For round two, I had grilled hervey bay scallops with sweet corn crepe and mussel butter. For me, this was the highlight of the meal. It’s one of the most delicious combinations I have ever eaten. I regrettably forgot to take a photo to display the simplicity of it, but I was far too involved in getting it into my mouth. The creaminess of the sweetcorn, the hint of the sea from the mussel butter and the gentle resistance from the scallops as I bit into them was to die for. I would pay a lot of money to be back in Oz right now and eating that dish.
The third course was a work of art in itself; bright smears of red pepper jus accompanied a lovely pink piece of slow cooked castricum lamb, braised breast, baby radishes and olives. Caper berries and tiny purple flowers gave another flash of colour to this edible collage. The lamb could’ve done with ever so slightly longer in the oven for my tastes, but it wasn’t bleating so it can’t be all bad.
I can never resist a cheese platter if it’s on a dessert menu, so I chose this for my fourth course and was treated to a very pokey blue, a tangy hard cheese (similar to cheddar), and a creamy camembert like piece.

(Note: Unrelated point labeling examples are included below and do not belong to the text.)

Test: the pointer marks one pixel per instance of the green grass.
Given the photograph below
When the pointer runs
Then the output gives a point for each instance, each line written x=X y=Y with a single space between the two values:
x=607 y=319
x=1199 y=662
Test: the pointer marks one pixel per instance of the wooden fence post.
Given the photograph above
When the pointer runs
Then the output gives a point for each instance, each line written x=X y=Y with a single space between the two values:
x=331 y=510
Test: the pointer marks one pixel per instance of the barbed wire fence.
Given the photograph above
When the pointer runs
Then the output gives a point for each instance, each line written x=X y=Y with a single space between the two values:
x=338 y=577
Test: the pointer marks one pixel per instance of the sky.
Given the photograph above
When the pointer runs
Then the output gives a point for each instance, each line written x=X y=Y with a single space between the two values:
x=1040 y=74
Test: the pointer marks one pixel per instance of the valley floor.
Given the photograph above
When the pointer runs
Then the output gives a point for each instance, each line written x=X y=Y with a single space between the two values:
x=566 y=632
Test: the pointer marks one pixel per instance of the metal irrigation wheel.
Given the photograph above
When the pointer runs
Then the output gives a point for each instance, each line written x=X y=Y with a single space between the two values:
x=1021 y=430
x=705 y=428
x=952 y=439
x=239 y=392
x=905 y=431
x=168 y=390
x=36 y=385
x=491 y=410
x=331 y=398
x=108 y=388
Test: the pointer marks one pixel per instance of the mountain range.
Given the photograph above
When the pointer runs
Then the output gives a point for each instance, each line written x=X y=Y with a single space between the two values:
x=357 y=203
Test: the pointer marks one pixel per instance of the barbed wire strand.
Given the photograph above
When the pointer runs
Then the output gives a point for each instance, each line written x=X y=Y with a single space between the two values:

All delicious, especially when washed down with a glass of vintage tokay. The entire meal was very well complimented with attentive yet not overly obsequious service (I feel rather uncomfortable when waiters are so grovelling that if you asked them to chew your dinner for you, they would probably oblige). I’d recommend Rockpool to anyone, provided you have a good couple of hundred quid to burn.